I have a question on how men got out of their volunteer duties with the SAC.
Trooper Arthur Timlick's father Robert died on 21 Aug 1901 in New Westminster, BC, Canada. In a passage from the ‘In the Pathless West with Soldiers, Pioneers, Miners and Savages’, by Frances E. Herring, 'The son of a farmer went with Baden-Powell's mounted police. His father died unexpectedly, and the mother needed her boy, for he then would have to be the stay of the family, and run the ranch. Application was made for his return, and he was to come home with a wounded comrade...'
Arthur was shot on 15 Nov 1901 and died on 9 Dec 1901, before he could make it home.
How was this 'application' made and how much would have have had to pay to get our of his 3 year commitment? Would he need to pay for the passage home?

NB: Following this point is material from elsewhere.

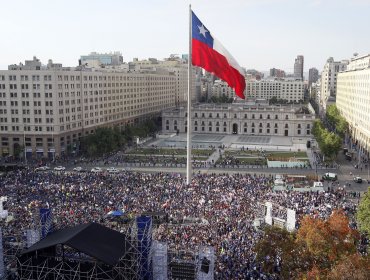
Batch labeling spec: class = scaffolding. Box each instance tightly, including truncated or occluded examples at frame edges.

In the book ‘In the Pathless West with Soldiers, Pioneers, Miners and Savages’, by Frances E. Herring, is found the following passage:
‘I think I must tell one thing more. The son of a farmer went with Baden-Powell's mounted police. His father died unexpectedly, and the mother needed her boy, for he then would have to be the stay of the family, and run the ranch. Application was made for his return, and he was to come home with a wounded comrade. In the meantime a fight ensued; the men followed hot on the trail of the flying Boers. A Boer man and a boy hid in some brush, and Timlick saw his opportunity to make a capture. He and two others followed them in, when both held up their hands. Timlick, afraid the two others might shoot without noticing this, turned his head and shouted, " For God's sake, boys, don't shoot, they've got their hands up. As he turned to say this, the younger Boer shot our lad through the lungs. Every rifle was levelled on the two, for others had ridden up, and the officer in charge was only just in time to dash them up and save the lives of the cowards who killed the generous young fellow after he had spared them. Tenderly they carried him to camp, but though he lingered a few days his case was hopeless, and he knew it. The time arrived that his comrade, George McArthur, should leave for home. He was forbidden an interview, the doctor was so anxious to give the lad every chance. But Timlick wanted to send a special message to his mother, so McArthur crept under the back of the hospital tent, and took it. The very day he arrived here, he set out again for the ranch to deliver it. What it was he told to none but that sorrowing mother.’